In Nicole Cushing's debut novella, an underground art world eagerly awaits the unveiling of an artist's latest masterwork. To hell with paintings, sculptures, or even the Piss Christ though, because Krieg deals in death and degradation on a nearly unfathomable scale. Krieg, a perverse eccentric of unparalleled fame among the underground, has outdone himself this time. He's constructed an enclosed maze, in which abandoned children are trapped and forced to wander its pitch-black corridors with the outside world a mere memory that is brainwashed from them. I recall a scientific experiment from decades ago that was quite the urban legend of a child being raised from birth in a cage, but even that pales compared to the god awful conditions created here.
It is in this macabre maze, hidden in the aptly named Nowhere, Indiana, where Cushing places a few characters inside and let's them do their worst. Already inside the structure are two brothers working together to survive the darkness in hopes that the "angels" will bring their next meal or finally rapture them to a world of light in heaven. The products of Krieg's sinister mind. But it's when Krieg, along with his cohort Kitterman, take a morbidly curious millionaire and a occult afficianado known only as Mr. No One into the maze for a top-secret tour that the depravity and and dueling philosophies of each party come to bear.
Cushing's exploration of nihilism, sadism, elitism, and manipulation are unsettling to say the least. Krieg's maze makes the Piss Christ look like a quaint piece of art by comparison, and to see each corrupted character that sets foot inside meet some kind of reckoning was, quite frankly, enjoyable on its own unsettling level. Aside from the children subjected to this prolonged imprisonment, there are no good guys. Then again, when the story sets a deranged nihilist against an even more deranged sadist, why bother looking for a good guy.
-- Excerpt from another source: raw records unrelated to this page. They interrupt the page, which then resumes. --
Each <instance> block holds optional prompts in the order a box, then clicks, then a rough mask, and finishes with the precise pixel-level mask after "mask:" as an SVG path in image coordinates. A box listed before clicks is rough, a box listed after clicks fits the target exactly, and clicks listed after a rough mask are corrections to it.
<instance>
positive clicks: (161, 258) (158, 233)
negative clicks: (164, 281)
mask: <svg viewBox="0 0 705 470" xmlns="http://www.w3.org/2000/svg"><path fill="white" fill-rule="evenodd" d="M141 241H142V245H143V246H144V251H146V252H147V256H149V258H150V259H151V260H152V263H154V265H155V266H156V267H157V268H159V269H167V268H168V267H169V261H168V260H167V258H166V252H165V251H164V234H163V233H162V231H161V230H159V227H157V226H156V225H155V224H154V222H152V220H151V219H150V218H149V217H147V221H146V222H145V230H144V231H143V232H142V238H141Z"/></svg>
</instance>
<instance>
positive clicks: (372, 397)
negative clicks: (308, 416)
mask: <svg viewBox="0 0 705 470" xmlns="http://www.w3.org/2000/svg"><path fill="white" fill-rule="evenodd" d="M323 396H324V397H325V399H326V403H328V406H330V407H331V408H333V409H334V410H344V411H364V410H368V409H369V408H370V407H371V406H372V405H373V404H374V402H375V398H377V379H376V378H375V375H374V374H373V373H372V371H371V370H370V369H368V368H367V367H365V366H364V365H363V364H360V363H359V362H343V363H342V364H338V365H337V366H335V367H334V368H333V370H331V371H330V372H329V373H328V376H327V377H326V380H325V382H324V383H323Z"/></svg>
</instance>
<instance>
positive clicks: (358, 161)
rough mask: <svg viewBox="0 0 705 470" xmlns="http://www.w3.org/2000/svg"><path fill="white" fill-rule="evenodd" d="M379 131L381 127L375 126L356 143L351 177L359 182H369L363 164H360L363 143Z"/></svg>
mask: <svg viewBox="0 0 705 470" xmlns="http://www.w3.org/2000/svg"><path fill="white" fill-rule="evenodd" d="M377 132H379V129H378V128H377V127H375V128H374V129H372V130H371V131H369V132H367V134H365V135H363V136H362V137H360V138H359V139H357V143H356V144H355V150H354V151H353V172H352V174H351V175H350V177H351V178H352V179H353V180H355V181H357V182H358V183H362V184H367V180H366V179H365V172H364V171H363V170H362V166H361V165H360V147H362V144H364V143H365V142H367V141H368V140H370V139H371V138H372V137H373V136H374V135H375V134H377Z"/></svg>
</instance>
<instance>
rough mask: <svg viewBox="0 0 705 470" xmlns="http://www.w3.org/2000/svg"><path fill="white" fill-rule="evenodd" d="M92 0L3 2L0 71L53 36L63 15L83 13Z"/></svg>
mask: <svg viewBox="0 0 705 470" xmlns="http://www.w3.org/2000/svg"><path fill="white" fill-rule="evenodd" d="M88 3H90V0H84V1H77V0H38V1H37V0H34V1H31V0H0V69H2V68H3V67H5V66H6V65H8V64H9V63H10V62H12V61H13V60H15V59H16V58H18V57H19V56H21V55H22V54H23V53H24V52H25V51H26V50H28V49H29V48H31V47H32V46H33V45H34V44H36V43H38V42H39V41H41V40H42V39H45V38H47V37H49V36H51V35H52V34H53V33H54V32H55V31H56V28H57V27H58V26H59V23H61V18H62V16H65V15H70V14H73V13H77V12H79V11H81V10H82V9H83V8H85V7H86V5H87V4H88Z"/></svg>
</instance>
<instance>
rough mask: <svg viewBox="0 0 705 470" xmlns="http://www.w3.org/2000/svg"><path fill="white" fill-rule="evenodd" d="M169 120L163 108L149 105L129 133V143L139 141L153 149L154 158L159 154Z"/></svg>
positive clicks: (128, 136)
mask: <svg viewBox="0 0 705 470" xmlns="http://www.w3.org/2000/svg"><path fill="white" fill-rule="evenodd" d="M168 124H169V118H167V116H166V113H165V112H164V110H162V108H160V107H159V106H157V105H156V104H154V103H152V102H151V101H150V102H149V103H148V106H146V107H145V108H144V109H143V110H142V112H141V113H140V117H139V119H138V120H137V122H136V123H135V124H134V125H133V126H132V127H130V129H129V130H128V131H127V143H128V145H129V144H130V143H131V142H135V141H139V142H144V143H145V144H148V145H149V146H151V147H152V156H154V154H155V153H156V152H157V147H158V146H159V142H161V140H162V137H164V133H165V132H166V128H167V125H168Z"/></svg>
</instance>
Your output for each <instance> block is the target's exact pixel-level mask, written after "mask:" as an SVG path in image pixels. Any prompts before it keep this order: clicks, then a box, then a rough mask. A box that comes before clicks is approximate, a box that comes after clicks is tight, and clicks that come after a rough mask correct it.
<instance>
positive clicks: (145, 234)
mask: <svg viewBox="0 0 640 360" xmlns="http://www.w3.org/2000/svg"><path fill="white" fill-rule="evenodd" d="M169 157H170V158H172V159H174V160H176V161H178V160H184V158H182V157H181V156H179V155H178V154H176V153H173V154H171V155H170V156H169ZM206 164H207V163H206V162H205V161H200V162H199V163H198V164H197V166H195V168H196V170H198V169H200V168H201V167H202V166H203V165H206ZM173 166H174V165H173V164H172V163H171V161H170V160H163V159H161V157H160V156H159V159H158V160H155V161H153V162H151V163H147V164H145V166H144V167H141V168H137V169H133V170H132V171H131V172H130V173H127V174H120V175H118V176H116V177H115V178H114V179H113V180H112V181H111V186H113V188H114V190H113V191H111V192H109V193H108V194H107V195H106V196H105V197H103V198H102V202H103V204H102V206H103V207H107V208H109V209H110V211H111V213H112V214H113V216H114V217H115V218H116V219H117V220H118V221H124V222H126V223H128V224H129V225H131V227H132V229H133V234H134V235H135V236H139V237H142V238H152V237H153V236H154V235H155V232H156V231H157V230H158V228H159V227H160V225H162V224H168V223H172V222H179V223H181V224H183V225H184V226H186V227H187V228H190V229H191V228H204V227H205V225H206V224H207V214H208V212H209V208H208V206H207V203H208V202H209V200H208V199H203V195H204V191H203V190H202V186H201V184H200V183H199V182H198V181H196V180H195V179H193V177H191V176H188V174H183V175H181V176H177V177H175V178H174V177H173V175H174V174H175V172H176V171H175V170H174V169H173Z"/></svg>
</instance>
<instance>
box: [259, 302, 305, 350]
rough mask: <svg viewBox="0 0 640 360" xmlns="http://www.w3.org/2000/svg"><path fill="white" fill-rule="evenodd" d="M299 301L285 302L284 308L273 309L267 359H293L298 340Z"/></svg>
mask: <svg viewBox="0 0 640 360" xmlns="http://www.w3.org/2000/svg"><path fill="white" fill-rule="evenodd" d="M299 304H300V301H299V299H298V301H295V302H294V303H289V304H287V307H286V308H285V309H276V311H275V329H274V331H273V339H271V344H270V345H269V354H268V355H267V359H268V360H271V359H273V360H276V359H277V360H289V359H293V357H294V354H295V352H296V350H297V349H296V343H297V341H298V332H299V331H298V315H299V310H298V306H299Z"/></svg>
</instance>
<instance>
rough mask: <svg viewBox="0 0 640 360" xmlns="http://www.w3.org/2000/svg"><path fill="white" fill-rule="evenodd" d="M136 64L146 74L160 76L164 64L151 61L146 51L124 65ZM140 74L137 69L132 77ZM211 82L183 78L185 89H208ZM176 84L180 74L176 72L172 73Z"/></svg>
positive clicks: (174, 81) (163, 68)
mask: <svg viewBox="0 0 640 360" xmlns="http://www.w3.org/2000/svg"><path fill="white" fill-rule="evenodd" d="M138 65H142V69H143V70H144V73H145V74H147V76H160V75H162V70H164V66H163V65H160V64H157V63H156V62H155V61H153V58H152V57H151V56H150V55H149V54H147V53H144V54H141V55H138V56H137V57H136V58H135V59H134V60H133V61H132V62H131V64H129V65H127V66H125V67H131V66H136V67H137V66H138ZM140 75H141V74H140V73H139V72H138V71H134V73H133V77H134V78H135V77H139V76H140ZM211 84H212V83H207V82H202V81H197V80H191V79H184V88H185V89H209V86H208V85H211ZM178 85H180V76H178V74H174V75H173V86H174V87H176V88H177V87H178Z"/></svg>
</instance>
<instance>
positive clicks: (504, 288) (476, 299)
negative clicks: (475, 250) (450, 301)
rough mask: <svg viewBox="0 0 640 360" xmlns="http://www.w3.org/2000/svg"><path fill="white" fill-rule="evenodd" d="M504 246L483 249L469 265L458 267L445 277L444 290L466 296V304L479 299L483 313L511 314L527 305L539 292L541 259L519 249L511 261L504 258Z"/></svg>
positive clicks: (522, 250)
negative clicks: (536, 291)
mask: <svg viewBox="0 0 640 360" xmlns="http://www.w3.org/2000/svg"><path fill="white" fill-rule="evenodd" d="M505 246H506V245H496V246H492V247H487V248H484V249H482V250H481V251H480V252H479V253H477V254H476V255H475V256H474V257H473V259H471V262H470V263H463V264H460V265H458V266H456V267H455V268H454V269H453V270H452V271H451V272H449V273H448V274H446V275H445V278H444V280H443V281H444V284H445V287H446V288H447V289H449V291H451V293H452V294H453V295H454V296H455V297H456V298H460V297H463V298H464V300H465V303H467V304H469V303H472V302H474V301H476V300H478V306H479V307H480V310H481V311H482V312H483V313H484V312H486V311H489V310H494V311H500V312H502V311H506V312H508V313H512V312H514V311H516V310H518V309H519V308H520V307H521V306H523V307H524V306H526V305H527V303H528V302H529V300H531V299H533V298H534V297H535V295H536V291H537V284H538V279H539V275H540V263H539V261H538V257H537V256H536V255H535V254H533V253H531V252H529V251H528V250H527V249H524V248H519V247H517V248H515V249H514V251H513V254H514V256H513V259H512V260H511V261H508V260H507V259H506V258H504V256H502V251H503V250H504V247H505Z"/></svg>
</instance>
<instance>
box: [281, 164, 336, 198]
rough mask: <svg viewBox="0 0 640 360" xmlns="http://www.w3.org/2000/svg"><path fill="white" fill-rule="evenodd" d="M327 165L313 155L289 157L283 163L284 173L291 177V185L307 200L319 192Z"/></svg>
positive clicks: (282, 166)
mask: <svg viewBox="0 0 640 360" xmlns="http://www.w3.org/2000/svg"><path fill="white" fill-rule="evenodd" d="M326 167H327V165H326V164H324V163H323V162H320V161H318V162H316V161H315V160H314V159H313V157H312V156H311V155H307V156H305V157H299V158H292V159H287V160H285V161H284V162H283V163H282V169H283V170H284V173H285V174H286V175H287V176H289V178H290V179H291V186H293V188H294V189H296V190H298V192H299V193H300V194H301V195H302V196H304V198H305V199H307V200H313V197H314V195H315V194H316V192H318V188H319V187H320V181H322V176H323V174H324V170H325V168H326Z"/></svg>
If I have a complaint about the story, it's over the novella-length work feeling a bit abbreviated, missing what I consider a couple of prime opportunities to dig deeper into the psyches of its characters. The two brothers are a bit of a looking glass into this sightless experience and wind up having minor roles in the big picture. I would have enjoyed seeing their story fleshed out a little more. That said, Cushing has a minor gem here, with a wicked sense of character, and wonderful hand at imagery. I've already come to enjoy her short fiction and anticipate more good things from her in the future.